Client-side flattening of a container #901

genematx · 2025-02-28T15:10:00Z

A third attempt at implementing a flat-namespaced container, this time (mostly) on the client-side. While the data is stored in a new Composite container, the flat namespace is implemented by the python client itself: the client keeps a mapping of table column names to their full paths. The distinct structure family serves a role akin to a spec here, but its functionality is thought to be expanded in the future.

Related: #668
Issue: #824

Checklist

Add a Changelog entry
Add the ticket number which this PR closes to the comment section

genematx · 2025-02-28T15:13:15Z

tiled/client/container.py


+class Composite(Container):
+
+    @property


possibly cached?

danielballan

Awesome, nice to see this converging.

I'd like to test-drive it a bit, which I haven't yet done, but I gave a close read.

tiled/client/container.py

tiled/catalog/adapter.py

tiled/structures/core.py

tiled/client/container.py

danielballan · 2025-03-12T16:18:32Z

This will also need a database migration to extend the StructureFamilies enum in PostgreSQL. This command will create a new stub file with a random name.

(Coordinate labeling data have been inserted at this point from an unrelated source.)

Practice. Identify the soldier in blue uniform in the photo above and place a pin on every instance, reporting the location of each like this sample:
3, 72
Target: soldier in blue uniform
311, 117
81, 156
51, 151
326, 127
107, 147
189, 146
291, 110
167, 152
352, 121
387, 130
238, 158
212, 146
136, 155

python -m tiled.catalog revision -m "Add composite structure family"

Add content with reference to this example: https://github.com/bluesky/tiled/blob/main/tiled/catalog/migrations/versions/0b033e7fbe30_add_awkward_to_structurefamily_enum.py

Then update the list of revisions in tiled.catalog.core.py.

danielballan · 2025-03-13T01:42:57Z

Here is @genematx's test script from our interactive session today, for Future Us:

import pandas as pd
import numpy as np
df = pd.DataFrame({"colA": np.random.randn(10), "colB": np.random.randint(0, 10, 10), "colC": np.random.choice(["a", "b", "c", "d", "e"], 10)})

Y = c.create_composite("test", metadata={"attrs": {"b": 2}})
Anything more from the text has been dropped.